兼続、お節介な忍びが出過ぎた真似をした。
すまない。』

信玄が頭を下げると、兼続は慌てて頭(かぶり)を振った。

『滅相もございません。あの方は確かに一流の忍びです。

この傷も…。』

兼続が胸元に手をやる。 

『見た目は酷い傷のようてすが、もう塞がりつつある。

感謝こそすれ、謝られるようなことは何もこざいません。』

『いや、傷跡を残したのは事実だ。許せ。

それと、これも先に誤っておくが、治療が終わったら急ぎ安土に取って返す。

ひなの解毒剤の在処(ありか)も、まだ解っていないことだしな。』

『…御意。』

無事でいてくれと、皆が心で叫んでいた。



〜〜〜 〜〜〜 〜〜〜



所変わって。



信長が船に乗り、長政軍と攻防戦を繰り広げようとしていた頃。

同じく安土城を経った政宗と三成の軍勢は、朝倉義景の別動隊と鉢合わせていた。


『そ、そんな馬鹿な!織田軍は全て城に居るはずでは無かったのか!?』

別働隊の隊長格の武将が怒鳴り散らす声が聞こえる。

『…そのはず、だったのですが。予期せぬ出来事でもあって俺の筋書きが狂ったようだ。』

怒鳴り散らされている相手が煩わしそうに答える。



『後方に居るのは…帰蝶!?ははっ、信長さまの言った通りだったな、三成。』

『はい、政宗さま。織田軍を挟み撃ちにしようとしている、という提言が見事に的中しましたね。

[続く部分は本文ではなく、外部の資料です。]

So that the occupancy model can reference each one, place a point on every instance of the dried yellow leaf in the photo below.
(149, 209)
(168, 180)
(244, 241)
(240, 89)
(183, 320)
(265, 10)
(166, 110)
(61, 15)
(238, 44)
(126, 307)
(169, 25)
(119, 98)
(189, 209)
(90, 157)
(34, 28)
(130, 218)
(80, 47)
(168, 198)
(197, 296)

まさか帰蝶さまも いらっしゃるとは思いませんでしたが、私達にとっては都合がいい。

あちらの数は、ざっと数えて…七千、といったところでしょうか。

きっと朝倉様の部隊の方に、多めに兵を割かれたのですね。』

別動隊を見渡し、三成が冷静に目算する。

『俺達と ほぼ同数か。些(いささ)か物足りないが、ま、相手してやるか。』

政宗は馬乗で刀を抜き構える。

『サクッと片付けて城に帰るぞ。』

『はい。』


政宗の馬が飛び出したのを合図に両軍が激しく ぶつかり合う。

虚をつかれた朝倉の別働隊は、面食らった様子で統制もままならない。

あれよと言う間に後退していった。

『よし、あらかた片付きましたね。』

三成の声に、政宗は脇目も振らず、後方に見え隠れする帰蝶の元へ馬を走らせる。